Re: [PATCH] mm: page_isolation: Avoid hugepage scan step underflow

From: David Hildenbrand (Arm)

Date: Tue Jun 02 2026 - 05:40:58 EST

On 6/2/26 09:08, Kaitao Cheng wrote:
> 在 2026/6/2 00:21, David Hildenbrand (Arm) 写道:
>> On 5/22/26 11:35, Kaitao Cheng wrote:
>>> 在 2026/5/20 01:54, Andrew Morton 写道:
>>>
>>> The direct user-visible effect is not memory corruption, but degraded forward
>>> progress in the page isolation / contiguous allocation path.
>>>
>>> If the race makes folio_nr_pages() return 1 while the current page is still
>>> treated as a tail page of the old HugeTLB folio, the computed step can
>>> underflow:
>>>
>>> step = folio_nr_pages(folio) - folio_page_idx(folio, page);
>>>
>>> The caller then does:
>>>
>>> start_pfn += step;
>>>
>>> With unsigned arithmetic this can wrap and move start_pfn backwards, typically
>>> near the beginning of the old hugepage range rather than advancing past it. In
>>> many cases this only means rescanning part of the same hugepage range, so the
>>> effect may be limited to extra scanning work.
>>>
>>> However, it still violates the scanner's forward-progress assumption: step
>>> is expected to advance start_pfn. If the same transient state is observed
>>> repeatedly, the scanner can keep revisiting the same PFNs, causing excessive
>>> latency and, in the worst case, an apparent stall in operations that rely on
>>> page isolation or contiguous allocation.
>>>
>>>
>>> Here is another point raised by AI, the old code also used folio_test_lru()
>>> on a folio pointer obtained without holding a reference. If the folio is
>>> freed and the old head page is reused or observed as a tail page of another
>>> compound page, folio_test_lru() can reach const_folio_flags(), which asserts
>>> that the passed folio is not a tail page. On DEBUG_VM kernels, that can
>>> trigger a VM_BUG_ON_PGFLAGS() crash.
>>>
>>>
>>> Following David Hildenbrand's suggestion, I made some changes as shown below.
>>> I'm not sure whether there are still any other issues.
>>>
>>> --- a/mm/page_isolation.c
>>> +++ b/mm/page_isolation.c
>>> @@ -41,8 +41,14 @@ bool page_is_unmovable(struct zone *zone, struct page *page,
>>> * We need not scan over tail pages because we don't
>>> * handle each tail page individually in migration.
>>> */
>>> - if (PageHuge(page) || PageCompound(page)) {
>>> + if (PageCompound(page)) {
>>> struct folio *folio = page_folio(page);
>>> + unsigned long nr_pages, pfn;
>>> + unsigned int order;
>>> +
>>> + order = compound_order(&folio->page);
>>> + if (order > MAX_FOLIO_ORDER)
>>> + return true;
>>
>> Would we also have to care about non-order-of-2?
>
> There should not be any non-order-of-2 compound pages here. Neither the
> buddy allocator's allocation model nor the folio_size() / size_to_hstate()
> implementation supports non-order-of-two compound pages.

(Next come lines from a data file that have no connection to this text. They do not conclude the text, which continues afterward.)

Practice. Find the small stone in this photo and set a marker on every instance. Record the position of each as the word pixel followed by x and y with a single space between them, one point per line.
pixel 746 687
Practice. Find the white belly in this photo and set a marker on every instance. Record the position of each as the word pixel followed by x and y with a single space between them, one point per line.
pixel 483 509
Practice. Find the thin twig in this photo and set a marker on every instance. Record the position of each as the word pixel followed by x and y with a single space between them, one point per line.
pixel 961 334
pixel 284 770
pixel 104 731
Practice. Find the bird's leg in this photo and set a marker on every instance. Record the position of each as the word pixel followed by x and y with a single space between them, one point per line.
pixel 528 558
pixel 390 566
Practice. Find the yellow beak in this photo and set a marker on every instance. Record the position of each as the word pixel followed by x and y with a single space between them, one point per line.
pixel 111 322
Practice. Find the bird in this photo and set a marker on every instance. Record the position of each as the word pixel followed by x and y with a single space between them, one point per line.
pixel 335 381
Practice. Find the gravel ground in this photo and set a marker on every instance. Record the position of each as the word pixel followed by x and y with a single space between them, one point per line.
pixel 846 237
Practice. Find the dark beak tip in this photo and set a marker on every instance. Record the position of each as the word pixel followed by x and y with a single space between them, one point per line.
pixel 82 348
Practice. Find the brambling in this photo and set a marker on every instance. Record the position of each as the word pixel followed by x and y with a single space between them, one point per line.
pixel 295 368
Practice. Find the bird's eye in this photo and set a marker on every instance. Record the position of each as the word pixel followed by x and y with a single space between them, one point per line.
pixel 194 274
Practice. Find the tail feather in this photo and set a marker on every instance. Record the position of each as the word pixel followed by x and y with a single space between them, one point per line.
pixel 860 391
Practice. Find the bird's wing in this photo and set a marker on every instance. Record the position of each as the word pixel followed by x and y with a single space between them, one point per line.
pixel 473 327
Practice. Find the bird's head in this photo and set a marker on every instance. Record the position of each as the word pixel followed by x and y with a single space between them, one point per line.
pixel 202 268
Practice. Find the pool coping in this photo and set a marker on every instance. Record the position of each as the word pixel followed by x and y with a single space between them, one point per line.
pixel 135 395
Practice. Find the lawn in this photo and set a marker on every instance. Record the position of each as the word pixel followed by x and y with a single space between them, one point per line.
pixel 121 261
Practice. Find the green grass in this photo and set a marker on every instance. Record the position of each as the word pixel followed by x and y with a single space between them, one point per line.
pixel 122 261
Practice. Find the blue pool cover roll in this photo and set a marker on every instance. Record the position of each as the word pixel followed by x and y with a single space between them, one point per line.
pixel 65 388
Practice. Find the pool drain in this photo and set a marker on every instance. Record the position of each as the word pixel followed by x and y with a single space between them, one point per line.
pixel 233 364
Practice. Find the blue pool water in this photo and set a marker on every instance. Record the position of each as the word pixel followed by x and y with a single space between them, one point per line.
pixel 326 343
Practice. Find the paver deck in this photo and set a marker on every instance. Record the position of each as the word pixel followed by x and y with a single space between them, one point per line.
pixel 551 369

Ah, sorry, in scan_movable_pages() we use folio_nr_pages(), and that can give
you on races a non-order-of-2.

So yeah, clearly not required here.

>
>>>
>>> if (folio_test_hugetlb(folio)) {
>>> struct hstate *h;
>>> @@ -54,15 +60,16 @@ bool page_is_unmovable(struct zone *zone, struct page *page,
>>> * The huge page may be freed so can not
>>> * use folio_hstate() directly.
>>> */
>>> - h = size_to_hstate(folio_size(folio));
>>> - if (h && !hugepage_migration_supported(h))
>>> + h = size_to_hstate(PAGE_SIZE << order);
>>> + if (!h || !hugepage_migration_supported(h))
>>> return true;
>>> -
>>> - } else if (!folio_test_lru(folio)) {
>>> + } else if (!PageLRU(page)) {
>>
>> Hm, is that required because we could VM_BUG_ON?
>
> Yes, that is one of the reasons for the change.
>
> page_is_unmovable() does not hold a reference on the folio, and the folio
> can be freed and reused concurrently while this scanner is running. In that
> case, the previously obtained folio pointer may no longer refer to a valid
> folio head. If the original head page is reused as a tail page of another
> compound page, folio_test_lru(folio) can hit the folio flag checks and
> potentially trigger a VM_BUG_ON_PGFLAGS().

Okay, spell that out in the patch description.

--
Cheers,

David